Summary: 4.17.x kernels cause "nvme0: controller is down; will reset: CSTS=0x3, PCI_STATUS=0x810" on MacBook Air
Product: IO/Storage Reporter: Lonni J Friedman (netllama)
Component: Block LayerAssignee: Jens Axboe (axboe)
Status: NEW ---    
Severity: blocking CC: anothersname, florian, netllama
Priority: P1    
Hardware: All   
OS: Linux   
Kernel Version: 4.17.x, 4.18.x, 5.x Subsystem:
Regression: Yes Bisected commit-id:
Attachments: system inventory, including dmesg with failure

Description Lonni J Friedman 2018-10-18 00:49:57 UTC
Created attachment 279085 [details]
system inventory, including dmesg with failure

Ever since Fedora released 4.17.x kernels, my MacBook Air (7,1 with NVMe *not* SATA) hangs and crashes during boot when attempting to use the nvme disk controller, with messages such as:

[   32.742056] llamamac kernel: nvme nvme0: controller is down; will reset: CSTS=0x3, PCI_STATUS=0x810
[   32.767211] llamamac kernel: nvme nvme0: detected Apple NVMe controller, set queue depth=2 to work around controller resets
[   48.368123] llamamac kernel: nvme nvme0: Device not ready; aborting reset
[   48.368181] llamamac kernel: nvme nvme0: Removing after probe failure status: -19
[  132.401562] llamamac dracut-initqueue[330]: Warning: dracut-initqueue timeout - starting timeout script

I've tried booting with nvme_core.default_ps_max_latency_us=5500 but that had no impact.  I've also tested 4.18.x kernels, with no change in misbehavior.

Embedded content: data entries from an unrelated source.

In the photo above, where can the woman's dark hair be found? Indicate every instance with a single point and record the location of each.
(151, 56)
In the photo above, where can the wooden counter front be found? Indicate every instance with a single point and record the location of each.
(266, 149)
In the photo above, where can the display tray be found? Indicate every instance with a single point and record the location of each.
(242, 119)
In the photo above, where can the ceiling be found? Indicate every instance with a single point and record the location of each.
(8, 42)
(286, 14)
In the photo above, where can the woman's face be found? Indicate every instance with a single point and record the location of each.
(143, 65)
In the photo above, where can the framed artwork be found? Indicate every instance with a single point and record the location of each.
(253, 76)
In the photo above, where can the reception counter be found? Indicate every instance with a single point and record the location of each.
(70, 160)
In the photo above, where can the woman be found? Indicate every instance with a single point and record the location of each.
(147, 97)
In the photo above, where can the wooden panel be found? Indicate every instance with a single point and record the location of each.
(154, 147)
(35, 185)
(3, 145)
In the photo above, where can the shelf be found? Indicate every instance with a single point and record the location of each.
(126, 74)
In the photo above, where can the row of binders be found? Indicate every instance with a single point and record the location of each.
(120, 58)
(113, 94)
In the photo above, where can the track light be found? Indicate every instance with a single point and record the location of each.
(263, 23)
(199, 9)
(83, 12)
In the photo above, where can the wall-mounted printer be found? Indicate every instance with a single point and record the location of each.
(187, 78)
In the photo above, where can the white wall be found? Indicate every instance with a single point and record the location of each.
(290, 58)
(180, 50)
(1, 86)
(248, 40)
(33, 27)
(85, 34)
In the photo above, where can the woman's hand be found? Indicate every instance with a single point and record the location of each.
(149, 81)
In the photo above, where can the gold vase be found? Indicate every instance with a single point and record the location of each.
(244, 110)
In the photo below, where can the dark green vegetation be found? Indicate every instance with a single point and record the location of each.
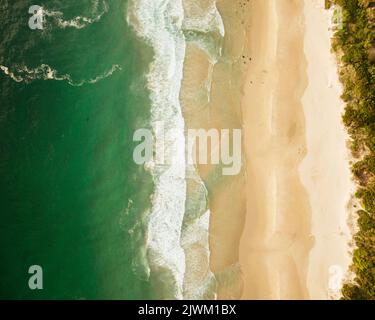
(354, 44)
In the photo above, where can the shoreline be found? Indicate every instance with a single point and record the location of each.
(295, 241)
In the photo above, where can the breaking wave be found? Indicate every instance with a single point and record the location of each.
(45, 72)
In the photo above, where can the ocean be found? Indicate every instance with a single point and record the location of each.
(72, 199)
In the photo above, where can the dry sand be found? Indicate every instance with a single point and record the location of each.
(298, 181)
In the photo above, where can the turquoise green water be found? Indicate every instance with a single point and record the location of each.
(70, 191)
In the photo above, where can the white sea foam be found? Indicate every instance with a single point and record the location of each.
(22, 73)
(202, 17)
(173, 240)
(159, 23)
(98, 9)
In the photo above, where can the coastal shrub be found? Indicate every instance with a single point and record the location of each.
(354, 45)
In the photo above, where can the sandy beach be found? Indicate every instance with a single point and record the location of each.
(294, 244)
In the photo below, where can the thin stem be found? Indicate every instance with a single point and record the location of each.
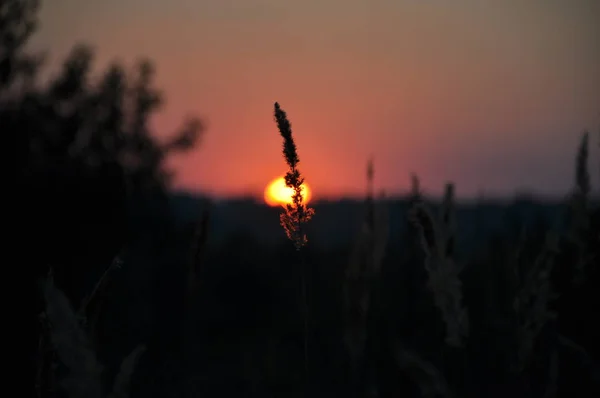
(306, 314)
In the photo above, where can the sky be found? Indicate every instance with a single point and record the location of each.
(492, 95)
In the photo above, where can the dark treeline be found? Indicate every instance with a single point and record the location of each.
(175, 296)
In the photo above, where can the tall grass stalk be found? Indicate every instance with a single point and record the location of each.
(295, 215)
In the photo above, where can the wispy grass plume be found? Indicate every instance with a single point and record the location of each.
(297, 213)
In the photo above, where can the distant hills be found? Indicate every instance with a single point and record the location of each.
(337, 223)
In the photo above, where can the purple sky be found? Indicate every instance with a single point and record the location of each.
(492, 95)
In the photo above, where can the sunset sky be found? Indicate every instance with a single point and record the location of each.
(490, 94)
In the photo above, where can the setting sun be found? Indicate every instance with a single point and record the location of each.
(278, 194)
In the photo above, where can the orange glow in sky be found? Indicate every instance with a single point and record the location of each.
(492, 96)
(278, 194)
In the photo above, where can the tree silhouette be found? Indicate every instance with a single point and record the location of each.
(83, 153)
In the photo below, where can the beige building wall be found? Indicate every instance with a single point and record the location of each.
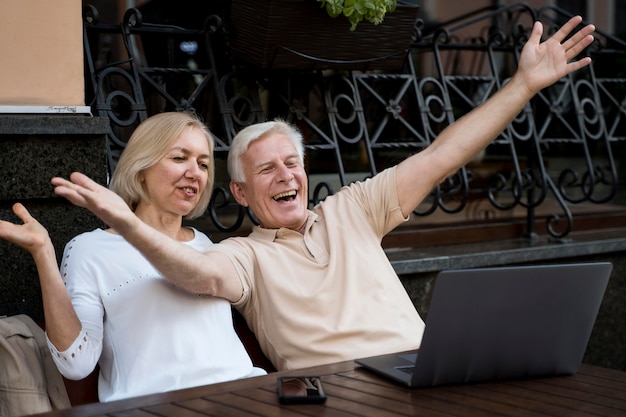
(41, 50)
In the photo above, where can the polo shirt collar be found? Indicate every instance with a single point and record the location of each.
(272, 234)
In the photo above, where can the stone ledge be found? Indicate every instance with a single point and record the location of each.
(53, 125)
(502, 252)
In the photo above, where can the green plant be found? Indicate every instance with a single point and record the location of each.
(357, 10)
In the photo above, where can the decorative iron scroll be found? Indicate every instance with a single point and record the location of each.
(359, 123)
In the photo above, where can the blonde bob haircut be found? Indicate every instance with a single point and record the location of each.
(249, 134)
(148, 144)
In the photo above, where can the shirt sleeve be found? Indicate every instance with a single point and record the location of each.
(80, 359)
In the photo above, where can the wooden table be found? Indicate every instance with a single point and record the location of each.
(353, 391)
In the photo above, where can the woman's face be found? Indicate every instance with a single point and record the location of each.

There are also reports that vanilla kernel.org kernels of the same versions also behave in the same fashion.  This bug is *NOT* present on 4.16.x (and older) kernels.  It was definitely introduced in 4.17.x.
Comment 1 Anthony Name 2018-10-28 12:50:03 UTC
Getting same problem since 4.17.x kernels using Toshiba XG3 thnsn51t02du7 nvme drive.

Can use kernels 4.15 without issue.

Running Fedora on a x64 platform, cannot post logs as the nvme drive is the only drive in the system and when it borks logs cannot be saved.

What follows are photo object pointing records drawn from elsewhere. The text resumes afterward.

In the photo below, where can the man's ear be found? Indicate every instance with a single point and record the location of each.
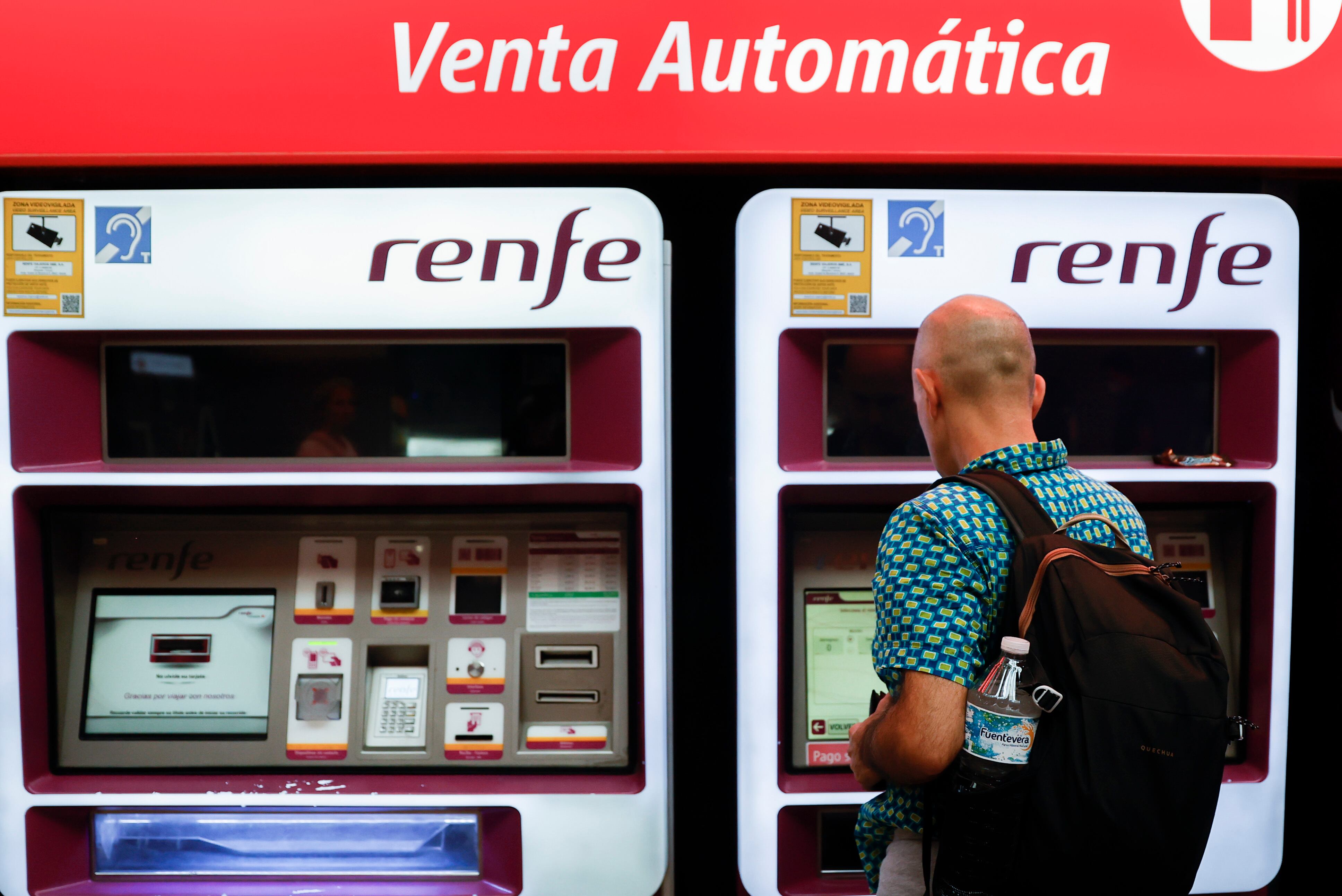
(932, 391)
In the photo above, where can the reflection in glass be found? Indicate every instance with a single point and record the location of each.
(1102, 400)
(337, 400)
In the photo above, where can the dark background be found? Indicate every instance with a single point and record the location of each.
(700, 207)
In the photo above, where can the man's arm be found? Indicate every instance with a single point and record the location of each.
(913, 740)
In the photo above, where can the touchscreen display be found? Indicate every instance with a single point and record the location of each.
(1101, 400)
(337, 400)
(841, 626)
(402, 690)
(179, 664)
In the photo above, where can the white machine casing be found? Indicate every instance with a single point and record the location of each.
(983, 231)
(298, 259)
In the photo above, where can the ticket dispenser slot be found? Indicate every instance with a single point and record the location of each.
(396, 689)
(563, 656)
(567, 683)
(179, 649)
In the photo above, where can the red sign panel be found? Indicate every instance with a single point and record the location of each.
(1030, 81)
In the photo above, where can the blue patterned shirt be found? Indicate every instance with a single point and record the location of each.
(943, 571)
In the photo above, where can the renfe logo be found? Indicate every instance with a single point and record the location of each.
(1237, 258)
(428, 261)
(164, 561)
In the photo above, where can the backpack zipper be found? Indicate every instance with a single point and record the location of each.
(1027, 615)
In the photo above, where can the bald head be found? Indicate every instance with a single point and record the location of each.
(980, 350)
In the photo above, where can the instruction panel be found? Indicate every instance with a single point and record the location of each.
(831, 258)
(573, 583)
(43, 258)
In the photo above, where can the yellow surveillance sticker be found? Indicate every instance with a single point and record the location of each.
(831, 258)
(43, 259)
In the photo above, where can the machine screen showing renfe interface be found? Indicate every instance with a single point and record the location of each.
(841, 626)
(336, 400)
(1101, 400)
(179, 664)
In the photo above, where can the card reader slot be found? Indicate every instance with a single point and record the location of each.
(568, 697)
(567, 656)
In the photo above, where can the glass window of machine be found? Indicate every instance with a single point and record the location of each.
(1102, 400)
(337, 400)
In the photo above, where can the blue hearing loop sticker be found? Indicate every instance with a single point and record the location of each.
(917, 228)
(123, 235)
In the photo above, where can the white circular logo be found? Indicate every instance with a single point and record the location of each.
(1262, 35)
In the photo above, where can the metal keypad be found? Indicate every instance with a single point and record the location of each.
(398, 718)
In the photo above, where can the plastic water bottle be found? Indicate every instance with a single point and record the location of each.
(979, 842)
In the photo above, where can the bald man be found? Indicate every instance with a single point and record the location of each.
(944, 564)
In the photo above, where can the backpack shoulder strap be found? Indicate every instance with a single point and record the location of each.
(1014, 499)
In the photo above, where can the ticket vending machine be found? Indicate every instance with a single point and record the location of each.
(340, 549)
(1163, 322)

As I've had to put the system to one side till a fix am happy to run tests as it's now become a dev system to all intents and purposes.
Comment 2 Lonni J Friedman 2018-10-28 18:39:35 UTC
@anthony you should be able to get the logs off the system with a USB stick.  Eventually the boot process will time out, and dump you to a primitive shell where you can inspect the in memory logs, and mount a USB stick to copy them over.  That's what I was able to do.
Comment 3 Anthony Name 2019-05-17 10:49:38 UTC
@Lonni

Did this ever get fixed?

I had to pull the nvme drive from the box as needed the box for something else and would be useful if I could now put the nvme drive back in.
Comment 4 Lonni J Friedman 2019-05-17 14:03:38 UTC
Nope, not fixed.  Sadly, this hardware has been abandoned by the Linux community.